Below is a short description of all the libraries used:
To install a Python library, use the following command:
pip install library_name
-
NumPy (Numerical Python): NumPy enables efficient collection of mathematical functions to operate on arrays and matrices.
-
Pandas (Python Data Analysis): Pandas is primarily used for analyzing, cleaning, exploring, and manipulating data.
-
Matplotlib: Matplotlib is a versatile data visualization and plotting library.
-
Scikit-learn: Scikit-learn is a comprehensive machine learning library that provides tools for various machine learning algorithms such as classification, regression, clustering, etc.
-
Seaborn: Seaborn is built on top of Matplotlib and offers enhanced statistical graphics for better data visualization.
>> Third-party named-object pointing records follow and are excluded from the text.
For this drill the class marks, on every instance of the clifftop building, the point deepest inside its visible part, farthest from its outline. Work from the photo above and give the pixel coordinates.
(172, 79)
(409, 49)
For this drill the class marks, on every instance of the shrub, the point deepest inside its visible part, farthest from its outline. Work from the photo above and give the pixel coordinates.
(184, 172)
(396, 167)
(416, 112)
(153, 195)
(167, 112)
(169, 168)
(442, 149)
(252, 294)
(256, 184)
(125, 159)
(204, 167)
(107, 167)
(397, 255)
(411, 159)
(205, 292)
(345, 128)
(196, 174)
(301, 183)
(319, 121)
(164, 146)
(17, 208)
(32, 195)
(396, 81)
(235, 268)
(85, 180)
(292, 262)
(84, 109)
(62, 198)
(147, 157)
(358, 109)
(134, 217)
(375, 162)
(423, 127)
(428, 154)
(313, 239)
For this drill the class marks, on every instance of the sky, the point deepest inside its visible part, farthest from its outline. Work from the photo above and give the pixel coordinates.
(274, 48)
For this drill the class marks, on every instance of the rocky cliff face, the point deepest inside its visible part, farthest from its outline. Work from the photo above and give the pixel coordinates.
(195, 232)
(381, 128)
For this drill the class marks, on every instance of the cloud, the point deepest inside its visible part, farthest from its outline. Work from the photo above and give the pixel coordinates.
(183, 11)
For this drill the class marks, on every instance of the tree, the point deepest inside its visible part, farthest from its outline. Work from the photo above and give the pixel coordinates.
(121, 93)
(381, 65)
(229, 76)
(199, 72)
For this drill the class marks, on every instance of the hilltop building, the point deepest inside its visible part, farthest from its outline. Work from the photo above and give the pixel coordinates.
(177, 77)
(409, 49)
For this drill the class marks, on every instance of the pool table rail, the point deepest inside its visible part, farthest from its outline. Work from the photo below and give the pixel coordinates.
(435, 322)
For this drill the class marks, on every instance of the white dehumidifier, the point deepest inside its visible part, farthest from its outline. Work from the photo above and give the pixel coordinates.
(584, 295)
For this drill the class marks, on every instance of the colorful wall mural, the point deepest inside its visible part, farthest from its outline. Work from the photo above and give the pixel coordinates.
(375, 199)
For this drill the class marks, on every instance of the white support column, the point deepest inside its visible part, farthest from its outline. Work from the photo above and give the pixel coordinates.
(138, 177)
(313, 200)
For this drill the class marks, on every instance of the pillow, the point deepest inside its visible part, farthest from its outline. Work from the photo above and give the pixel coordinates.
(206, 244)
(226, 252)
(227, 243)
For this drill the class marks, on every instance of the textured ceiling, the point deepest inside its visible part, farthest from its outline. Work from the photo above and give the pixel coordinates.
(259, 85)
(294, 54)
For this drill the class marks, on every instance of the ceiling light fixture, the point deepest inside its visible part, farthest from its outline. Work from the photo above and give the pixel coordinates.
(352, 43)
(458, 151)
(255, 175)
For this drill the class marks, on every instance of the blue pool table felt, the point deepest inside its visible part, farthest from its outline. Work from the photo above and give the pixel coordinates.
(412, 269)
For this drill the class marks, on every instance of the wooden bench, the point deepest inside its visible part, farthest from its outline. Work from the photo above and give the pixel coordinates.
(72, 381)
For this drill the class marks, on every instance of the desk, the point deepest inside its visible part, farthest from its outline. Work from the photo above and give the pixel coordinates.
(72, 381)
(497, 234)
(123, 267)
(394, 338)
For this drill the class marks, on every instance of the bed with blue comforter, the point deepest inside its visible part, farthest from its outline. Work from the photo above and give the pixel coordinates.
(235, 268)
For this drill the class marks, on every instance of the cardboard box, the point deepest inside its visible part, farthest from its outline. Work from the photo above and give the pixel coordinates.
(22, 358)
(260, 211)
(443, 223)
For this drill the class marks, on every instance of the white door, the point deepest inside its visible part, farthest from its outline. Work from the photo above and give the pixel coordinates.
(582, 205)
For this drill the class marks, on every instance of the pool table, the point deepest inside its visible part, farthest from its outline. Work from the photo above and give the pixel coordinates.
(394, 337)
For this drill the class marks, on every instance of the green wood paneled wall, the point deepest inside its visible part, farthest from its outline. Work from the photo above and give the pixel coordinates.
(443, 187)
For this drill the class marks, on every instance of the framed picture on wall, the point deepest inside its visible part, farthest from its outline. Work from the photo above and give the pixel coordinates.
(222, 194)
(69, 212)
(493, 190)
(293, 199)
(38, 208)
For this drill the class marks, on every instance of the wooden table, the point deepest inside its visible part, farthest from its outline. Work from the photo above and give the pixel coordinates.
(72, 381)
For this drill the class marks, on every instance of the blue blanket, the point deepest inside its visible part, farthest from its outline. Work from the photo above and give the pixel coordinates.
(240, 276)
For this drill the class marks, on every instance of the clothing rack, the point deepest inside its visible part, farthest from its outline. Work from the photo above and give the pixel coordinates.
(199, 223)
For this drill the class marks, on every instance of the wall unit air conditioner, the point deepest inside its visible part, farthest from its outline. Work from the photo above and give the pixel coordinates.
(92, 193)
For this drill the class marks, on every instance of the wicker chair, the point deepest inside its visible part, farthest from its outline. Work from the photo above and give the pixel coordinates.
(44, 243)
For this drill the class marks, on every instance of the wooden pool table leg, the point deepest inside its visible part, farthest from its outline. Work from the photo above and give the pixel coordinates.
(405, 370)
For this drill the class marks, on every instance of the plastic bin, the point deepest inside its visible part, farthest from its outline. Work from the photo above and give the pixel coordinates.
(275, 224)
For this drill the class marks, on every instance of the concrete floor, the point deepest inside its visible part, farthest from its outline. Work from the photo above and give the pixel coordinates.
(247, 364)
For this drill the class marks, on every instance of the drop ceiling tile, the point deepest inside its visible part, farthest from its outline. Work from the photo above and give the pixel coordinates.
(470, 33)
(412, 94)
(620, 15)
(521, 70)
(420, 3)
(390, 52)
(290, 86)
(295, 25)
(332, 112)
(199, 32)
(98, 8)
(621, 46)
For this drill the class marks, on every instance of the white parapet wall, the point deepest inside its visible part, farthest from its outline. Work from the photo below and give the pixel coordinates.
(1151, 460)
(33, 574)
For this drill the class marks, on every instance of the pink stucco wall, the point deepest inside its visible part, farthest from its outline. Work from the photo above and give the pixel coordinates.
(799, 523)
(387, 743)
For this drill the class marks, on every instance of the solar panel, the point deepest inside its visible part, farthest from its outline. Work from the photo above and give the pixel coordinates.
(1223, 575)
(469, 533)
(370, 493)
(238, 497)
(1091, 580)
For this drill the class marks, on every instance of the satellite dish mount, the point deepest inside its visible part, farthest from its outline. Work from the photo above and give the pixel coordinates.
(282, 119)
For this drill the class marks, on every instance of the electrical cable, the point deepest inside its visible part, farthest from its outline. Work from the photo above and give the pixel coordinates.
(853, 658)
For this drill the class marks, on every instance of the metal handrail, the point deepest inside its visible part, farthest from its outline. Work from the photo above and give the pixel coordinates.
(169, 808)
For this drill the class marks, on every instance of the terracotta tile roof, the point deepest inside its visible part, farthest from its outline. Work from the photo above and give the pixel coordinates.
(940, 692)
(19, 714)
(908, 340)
This resource provides an in-depth explanation of the differences between classification and regression tasks in machine learning, detailing their purposes, methods, and use cases.
import numpy as np
Why? Numpy is fundamental for numerical computations, providing support for arrays and matrices, and mathematical functions.
import pandas as pd
Why? Pandas is used for data manipulation and analysis, handling numerical tables and time series, and reading various file formats.
from sklearn import datasets
from sklearn.model_selection import train_test_split
Why? This module splits datasets into training and testing sets, crucial for evaluating model performance.
from sklearn.svm import SVC, SVR
Why? SVC and SVR are Support Vector Machine implementations for classification and regression tasks.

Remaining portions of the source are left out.